Audio

Horror Movies

TRACK #343:

Horror Movies by Dickie Goodman

There’s so many “Hey, girls get scared at horror movies, so maybe I can cop a feel” tunes that they could probably sustain their own mini-playlist.

Hell, the most universally recognized and beloved song on this playlist is kinda exactly that sorta tune. Referential sure (if mostly in a generic kinda way) but really just about a girl getting so scared they let ya get to second base maybe without putting up too much of a fuss. Now, how believable all of that is coming from the King of Pop, I’ll leave for you to decide

For now, I’ll spare you that mini-playlist and even some of the songs that might be on it, but I’ll rock a block of these fuckers cause, hey, that’s just the kinda ship we run around here. And off the bow of a course-correcting jam from Skyhooks seems like the perfect time.

We mentioned Dickie Goodman a while back, and he’s a pretty big wheel down at the Novelty Monster Song factory. Hell, the guy could even be considered the Grandfather of Sampling. See, Dickie made it big releasing what he called “Break-In Songs.”

Dickie would conduct an interview of sorts, with say, Frankenstein, and the responses would be in the form of samples from popular music at the time. They were a pretty big hit.

As clever and innovative as that was for the time, it doesn’t necessarily make for good playlist listening. Thankfully for us, Dickie cut some real songs too, and one of them just happens to be Referential Monster Song.

However, if you happen to be a Novelty Monster Song fanatic, you might think this tune sounds strikingly similar to the 1964 Jekyll and Hyde tune, My Baby Loves Monster Movies

And that because it’s basically the same song. It was even written and performed by Dickie as well. Outside of some differences of arrangement, and the line “Horror Movies” being changed to “Monster Movies,” it’s pretty much the same tune. Now, why he did this and released it under a different name is beyond me, but it certainly seems to be the case. His son Jon released a biography about him in 2000 called the King of Novelty. Maybe there’s an answer in there somewhere. I’ll keep you posted.

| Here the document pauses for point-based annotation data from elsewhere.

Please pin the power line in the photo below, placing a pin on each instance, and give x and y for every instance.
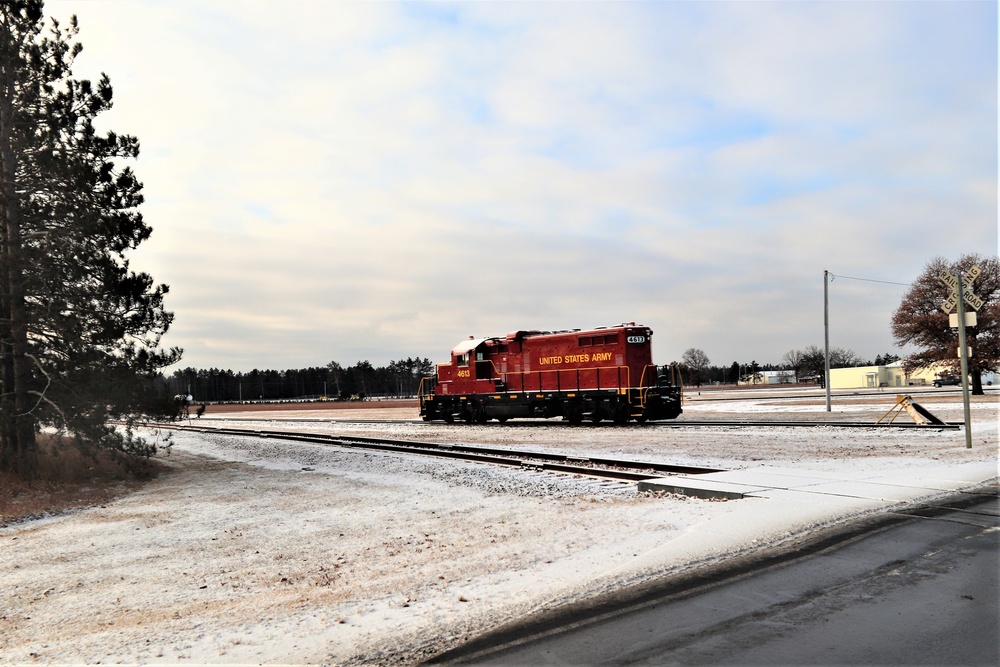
(869, 280)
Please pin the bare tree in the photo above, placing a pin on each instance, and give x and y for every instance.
(920, 321)
(696, 362)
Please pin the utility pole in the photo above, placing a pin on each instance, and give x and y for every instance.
(826, 336)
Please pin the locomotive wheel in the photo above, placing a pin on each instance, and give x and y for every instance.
(622, 413)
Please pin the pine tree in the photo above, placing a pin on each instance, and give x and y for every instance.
(79, 330)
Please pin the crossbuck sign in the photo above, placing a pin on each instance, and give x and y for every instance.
(970, 298)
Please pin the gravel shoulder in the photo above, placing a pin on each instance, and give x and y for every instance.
(255, 551)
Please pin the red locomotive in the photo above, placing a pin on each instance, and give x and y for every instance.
(595, 374)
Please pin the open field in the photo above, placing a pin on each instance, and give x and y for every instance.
(256, 551)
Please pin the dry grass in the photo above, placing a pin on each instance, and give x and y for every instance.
(70, 479)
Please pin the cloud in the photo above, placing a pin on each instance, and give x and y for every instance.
(346, 181)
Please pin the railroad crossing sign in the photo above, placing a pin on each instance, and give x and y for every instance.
(951, 280)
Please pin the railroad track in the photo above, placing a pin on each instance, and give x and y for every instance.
(676, 423)
(599, 467)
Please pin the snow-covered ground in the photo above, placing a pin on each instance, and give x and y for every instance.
(260, 551)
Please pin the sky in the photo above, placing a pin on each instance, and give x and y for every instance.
(375, 181)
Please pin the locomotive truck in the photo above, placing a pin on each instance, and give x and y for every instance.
(598, 374)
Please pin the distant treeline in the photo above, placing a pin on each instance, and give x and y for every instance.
(333, 382)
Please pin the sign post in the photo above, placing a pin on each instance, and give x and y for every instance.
(960, 297)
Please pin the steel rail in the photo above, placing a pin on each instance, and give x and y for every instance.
(673, 423)
(600, 467)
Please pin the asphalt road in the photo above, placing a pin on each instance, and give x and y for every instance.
(913, 589)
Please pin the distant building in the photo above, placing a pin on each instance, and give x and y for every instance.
(891, 375)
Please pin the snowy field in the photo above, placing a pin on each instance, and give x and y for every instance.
(258, 551)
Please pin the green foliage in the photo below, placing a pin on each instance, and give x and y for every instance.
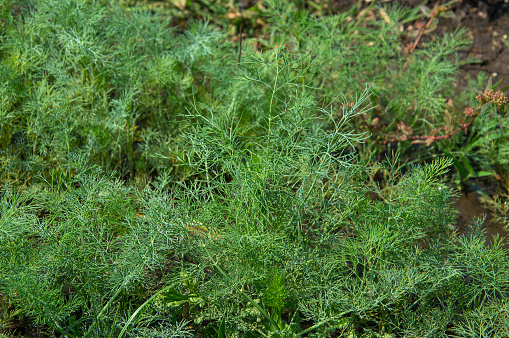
(165, 184)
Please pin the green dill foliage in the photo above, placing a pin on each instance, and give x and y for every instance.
(246, 212)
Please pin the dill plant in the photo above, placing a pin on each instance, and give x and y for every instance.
(269, 228)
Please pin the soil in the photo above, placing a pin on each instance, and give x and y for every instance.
(487, 23)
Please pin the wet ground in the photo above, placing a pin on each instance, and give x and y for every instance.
(488, 27)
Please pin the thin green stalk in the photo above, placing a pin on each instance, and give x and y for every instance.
(255, 304)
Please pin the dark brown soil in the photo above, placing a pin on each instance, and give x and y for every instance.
(487, 23)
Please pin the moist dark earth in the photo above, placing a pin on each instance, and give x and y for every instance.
(487, 23)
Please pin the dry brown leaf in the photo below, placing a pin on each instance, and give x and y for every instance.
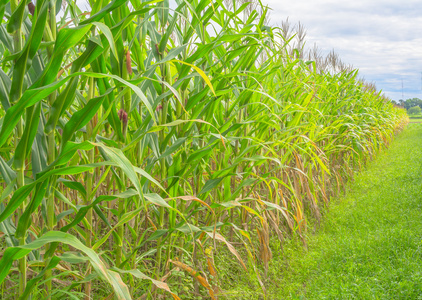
(196, 275)
(230, 246)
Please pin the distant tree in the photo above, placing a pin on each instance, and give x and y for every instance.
(412, 102)
(415, 110)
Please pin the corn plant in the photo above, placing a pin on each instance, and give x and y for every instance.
(136, 137)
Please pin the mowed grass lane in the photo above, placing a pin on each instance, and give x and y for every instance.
(370, 243)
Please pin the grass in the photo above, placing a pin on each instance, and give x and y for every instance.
(415, 118)
(147, 138)
(370, 243)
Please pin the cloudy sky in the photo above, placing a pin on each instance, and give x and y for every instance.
(382, 38)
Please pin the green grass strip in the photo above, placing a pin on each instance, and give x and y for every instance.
(370, 242)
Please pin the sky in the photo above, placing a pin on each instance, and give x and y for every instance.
(381, 38)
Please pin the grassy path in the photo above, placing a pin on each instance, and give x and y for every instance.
(370, 243)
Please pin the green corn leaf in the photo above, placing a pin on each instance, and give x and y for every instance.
(14, 253)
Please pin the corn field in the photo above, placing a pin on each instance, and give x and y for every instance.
(139, 139)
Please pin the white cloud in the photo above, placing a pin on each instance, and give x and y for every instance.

Dickie continued to make Break-In records for the better part of 30 years, covering contemporary events from the moon landing to The Watergate scandal and films like Frankenstein and Jaws. His break-ins even reached into the 80’s with songs like Hey E.T. and The Return of the Jedi Returns.

Unfortunately, at the age of 55, Dickie took his own life in the winter of 1989. Though he did live to see sampling utilized in the most unprecedented of ways (and was himself sued for using unlicensed material) he didn’t quite get to see just how ubiquitous sampling would become or just how much legal controversy it would stir.

What he left behind though was a legacy of innovation, parody and fun and a Monster Song so nice, he went and recorded it twice.